There was a time when I too was terrified that I would meet up with my abuser (my mother) on the street, or that she would phone me; and then what would I say? What would I do? I used to have in-my-head conversations with my mother that sometimes lasted for hours. Conversations that were intended to prepare me on what to say. Conversations that all too many times turned into all-out fights that I could no longer keep in my head. If I hadn't been in the confined and private space of my apartment, if someone had seen me, they would have hauled me off to a psyche ward, where I have no doubt the diagnosis of schizophrenia would have been bantered about. Again, therapy taught me that I needed to get the anger and hostility, and yes, even hatred, out in order to begin to heal.
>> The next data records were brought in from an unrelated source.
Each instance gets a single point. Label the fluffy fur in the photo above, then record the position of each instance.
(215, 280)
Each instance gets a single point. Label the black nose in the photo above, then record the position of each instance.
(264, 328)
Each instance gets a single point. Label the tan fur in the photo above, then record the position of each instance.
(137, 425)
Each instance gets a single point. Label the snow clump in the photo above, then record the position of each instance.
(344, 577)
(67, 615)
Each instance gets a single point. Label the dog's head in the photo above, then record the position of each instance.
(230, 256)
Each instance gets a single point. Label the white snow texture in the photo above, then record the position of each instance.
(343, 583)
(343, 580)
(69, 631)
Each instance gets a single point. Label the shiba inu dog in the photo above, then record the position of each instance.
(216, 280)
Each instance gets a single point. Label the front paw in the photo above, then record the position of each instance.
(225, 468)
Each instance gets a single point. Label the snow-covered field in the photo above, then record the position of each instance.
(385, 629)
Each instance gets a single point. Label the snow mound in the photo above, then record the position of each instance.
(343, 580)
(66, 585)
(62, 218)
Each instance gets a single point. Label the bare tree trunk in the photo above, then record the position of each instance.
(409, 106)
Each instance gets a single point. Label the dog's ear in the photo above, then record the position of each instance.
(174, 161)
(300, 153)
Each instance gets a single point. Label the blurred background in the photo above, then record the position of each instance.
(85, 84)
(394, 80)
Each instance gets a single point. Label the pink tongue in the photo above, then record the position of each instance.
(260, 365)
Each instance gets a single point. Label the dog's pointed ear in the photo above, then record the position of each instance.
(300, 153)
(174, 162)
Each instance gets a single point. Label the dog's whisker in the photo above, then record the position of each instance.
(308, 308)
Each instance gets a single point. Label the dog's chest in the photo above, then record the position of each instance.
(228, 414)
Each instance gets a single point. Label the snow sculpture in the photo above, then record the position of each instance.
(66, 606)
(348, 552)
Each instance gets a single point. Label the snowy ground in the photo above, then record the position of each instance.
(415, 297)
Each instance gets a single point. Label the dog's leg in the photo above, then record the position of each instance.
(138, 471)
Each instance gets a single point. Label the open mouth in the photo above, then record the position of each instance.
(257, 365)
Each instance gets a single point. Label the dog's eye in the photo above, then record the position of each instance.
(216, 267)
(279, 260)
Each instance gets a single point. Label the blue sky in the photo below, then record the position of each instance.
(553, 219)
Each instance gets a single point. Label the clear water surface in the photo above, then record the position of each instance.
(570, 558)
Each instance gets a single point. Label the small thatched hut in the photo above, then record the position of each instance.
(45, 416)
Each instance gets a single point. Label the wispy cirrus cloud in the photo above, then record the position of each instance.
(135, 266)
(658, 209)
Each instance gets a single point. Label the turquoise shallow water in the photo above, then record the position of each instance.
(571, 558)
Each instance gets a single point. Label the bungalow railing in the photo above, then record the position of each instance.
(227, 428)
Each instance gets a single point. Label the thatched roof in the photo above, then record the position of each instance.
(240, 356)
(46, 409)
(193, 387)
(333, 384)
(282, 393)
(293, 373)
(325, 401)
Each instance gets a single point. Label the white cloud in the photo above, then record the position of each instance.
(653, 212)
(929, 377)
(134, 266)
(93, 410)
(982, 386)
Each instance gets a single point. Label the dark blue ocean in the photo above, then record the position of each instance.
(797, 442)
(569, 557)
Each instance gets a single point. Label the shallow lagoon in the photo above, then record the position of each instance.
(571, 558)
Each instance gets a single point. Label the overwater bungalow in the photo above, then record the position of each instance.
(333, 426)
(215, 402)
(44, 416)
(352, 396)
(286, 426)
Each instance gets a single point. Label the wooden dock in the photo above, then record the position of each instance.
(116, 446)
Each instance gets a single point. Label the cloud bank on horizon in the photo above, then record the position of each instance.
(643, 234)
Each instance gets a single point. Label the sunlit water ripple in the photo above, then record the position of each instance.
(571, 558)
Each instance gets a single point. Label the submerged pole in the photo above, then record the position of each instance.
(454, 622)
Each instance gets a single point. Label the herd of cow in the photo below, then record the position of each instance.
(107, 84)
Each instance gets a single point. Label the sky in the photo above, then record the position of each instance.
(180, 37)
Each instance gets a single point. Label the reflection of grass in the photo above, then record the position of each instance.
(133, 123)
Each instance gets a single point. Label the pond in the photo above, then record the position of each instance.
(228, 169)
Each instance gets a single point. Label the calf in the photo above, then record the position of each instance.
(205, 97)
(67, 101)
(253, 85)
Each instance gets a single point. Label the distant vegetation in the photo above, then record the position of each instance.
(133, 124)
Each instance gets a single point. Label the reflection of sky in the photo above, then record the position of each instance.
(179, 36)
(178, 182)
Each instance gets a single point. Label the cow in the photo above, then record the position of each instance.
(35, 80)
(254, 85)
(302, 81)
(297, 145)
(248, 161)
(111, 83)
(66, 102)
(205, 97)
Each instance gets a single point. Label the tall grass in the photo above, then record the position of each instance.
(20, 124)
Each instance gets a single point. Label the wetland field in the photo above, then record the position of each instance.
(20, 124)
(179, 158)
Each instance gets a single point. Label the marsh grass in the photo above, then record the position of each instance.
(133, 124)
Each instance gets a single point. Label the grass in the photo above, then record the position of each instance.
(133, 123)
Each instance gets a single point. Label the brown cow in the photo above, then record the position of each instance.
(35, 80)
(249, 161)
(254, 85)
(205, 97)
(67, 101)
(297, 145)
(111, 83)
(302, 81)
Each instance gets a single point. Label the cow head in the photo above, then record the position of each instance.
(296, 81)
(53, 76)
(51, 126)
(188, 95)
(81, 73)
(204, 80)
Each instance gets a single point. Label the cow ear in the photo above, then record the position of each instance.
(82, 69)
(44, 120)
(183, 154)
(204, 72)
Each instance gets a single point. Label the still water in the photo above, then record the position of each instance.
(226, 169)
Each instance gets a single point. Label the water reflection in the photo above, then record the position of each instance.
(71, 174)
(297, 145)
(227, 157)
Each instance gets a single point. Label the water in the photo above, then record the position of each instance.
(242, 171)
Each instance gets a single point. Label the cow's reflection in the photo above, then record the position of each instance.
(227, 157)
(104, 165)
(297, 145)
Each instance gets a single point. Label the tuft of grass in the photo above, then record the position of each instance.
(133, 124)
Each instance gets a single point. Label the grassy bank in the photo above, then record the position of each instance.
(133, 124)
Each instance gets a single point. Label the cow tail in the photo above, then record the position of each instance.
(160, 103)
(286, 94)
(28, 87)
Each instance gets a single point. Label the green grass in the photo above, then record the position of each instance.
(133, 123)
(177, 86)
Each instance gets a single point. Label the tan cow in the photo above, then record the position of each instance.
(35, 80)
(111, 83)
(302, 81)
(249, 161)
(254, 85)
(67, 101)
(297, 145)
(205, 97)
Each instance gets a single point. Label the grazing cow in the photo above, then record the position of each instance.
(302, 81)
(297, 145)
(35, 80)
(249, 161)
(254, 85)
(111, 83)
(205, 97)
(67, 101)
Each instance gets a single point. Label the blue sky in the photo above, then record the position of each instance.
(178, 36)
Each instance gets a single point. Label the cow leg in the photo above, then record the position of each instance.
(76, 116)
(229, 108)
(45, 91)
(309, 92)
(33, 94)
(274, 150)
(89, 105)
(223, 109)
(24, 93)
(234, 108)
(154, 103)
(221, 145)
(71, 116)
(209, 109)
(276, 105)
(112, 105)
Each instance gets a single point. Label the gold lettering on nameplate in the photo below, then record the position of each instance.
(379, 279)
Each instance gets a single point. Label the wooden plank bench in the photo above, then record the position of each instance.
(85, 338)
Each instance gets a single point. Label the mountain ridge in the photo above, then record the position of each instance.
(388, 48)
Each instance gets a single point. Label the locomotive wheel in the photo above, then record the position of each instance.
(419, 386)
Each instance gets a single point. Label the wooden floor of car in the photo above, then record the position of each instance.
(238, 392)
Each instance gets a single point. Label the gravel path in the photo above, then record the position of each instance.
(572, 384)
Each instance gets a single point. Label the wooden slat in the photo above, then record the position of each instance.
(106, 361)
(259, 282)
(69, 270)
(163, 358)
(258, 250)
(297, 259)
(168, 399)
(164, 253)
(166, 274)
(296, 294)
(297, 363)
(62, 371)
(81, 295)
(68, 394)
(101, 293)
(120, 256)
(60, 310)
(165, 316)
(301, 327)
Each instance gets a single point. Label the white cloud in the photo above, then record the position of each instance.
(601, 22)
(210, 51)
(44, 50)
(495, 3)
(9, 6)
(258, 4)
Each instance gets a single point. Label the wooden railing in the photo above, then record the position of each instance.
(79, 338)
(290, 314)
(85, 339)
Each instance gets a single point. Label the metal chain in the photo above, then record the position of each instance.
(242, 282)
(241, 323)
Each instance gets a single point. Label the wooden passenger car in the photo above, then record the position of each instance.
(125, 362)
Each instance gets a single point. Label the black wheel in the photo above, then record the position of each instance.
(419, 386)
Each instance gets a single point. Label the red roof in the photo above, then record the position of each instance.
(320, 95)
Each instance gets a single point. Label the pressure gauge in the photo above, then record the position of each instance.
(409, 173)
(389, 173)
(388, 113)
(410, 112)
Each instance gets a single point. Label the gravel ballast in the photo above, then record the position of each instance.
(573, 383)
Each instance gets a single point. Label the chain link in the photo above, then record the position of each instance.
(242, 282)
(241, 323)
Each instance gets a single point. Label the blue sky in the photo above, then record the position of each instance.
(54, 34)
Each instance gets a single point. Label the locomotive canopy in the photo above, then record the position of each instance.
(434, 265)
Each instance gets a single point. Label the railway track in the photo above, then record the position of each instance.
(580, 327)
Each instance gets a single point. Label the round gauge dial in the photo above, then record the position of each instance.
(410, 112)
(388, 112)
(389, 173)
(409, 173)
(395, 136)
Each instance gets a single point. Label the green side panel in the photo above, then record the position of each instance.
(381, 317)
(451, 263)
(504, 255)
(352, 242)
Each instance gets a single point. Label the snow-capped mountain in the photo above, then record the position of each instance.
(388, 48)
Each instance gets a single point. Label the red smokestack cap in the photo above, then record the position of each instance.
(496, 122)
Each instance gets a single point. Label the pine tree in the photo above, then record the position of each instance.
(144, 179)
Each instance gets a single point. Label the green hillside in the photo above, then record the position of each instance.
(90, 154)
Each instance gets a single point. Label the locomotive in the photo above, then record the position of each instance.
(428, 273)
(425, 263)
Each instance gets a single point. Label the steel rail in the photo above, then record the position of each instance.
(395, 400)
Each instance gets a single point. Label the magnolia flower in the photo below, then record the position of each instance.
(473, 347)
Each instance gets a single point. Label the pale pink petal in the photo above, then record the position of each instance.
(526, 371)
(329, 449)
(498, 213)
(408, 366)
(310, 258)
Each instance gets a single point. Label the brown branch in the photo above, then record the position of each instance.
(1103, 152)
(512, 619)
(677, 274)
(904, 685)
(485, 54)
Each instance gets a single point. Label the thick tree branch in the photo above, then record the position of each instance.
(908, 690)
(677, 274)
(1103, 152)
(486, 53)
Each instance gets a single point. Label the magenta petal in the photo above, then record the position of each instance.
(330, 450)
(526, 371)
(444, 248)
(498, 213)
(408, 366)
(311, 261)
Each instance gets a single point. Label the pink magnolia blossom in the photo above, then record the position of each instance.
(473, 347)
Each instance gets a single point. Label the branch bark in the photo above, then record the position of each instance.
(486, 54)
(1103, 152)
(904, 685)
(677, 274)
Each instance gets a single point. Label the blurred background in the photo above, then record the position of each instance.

Writing your story was the first step. I hope you'll take the next one. I urge you to seek out some form of counselling to help you deal with the emotional turmoil. You're worth it, Rick.

Darlene Barriere
Violence & Abuse Prevention Educator
Author: On My Own Terms, A Memoir

Apr 28, 2010
me too
by: Anonymous

I too went through what you did, except it was my grandfather. My parents marriage was on the rocks and I spent alot of time at my grandfather's house in the summer. I thought he loved me and I felt as if, if I didn't let him do those things to me, that e would hate me. He said things like, "i would never hurt you so just let me". A few of my cousins and I would gather together and talk about all the things he'd done to us. One of my older cousins had told on him and the rest of the family turned on her. I finally told my mother what her father had done to me when I was 16. She didn't believe me because I wouldn't tell her every detail about what he'd done. Even though he had been caught a couple of times by my aunts, doing things that were questionable, they swept it under the rug. My mother finally believed me and took my side once I'd written a letter to my grandfather and told him to give me twenty grand in exchange for all the pain he had caused me.When he gave me the money I took it straight to my mother and slammed it down on the table in front of her. I know what you went through. I,too, felt like I had no one else. I was a shy child who felt like I didn't belong any where. I never turned my grandfather in to the authorities but I think about it every day. Some how my grandfather is still important to me. I haven't seen or talked to him since he gave me that money and I have no desire too. I guess being a female abused by a male, an authority figure to me, I still feel as if he's got more power than I. I know your pain.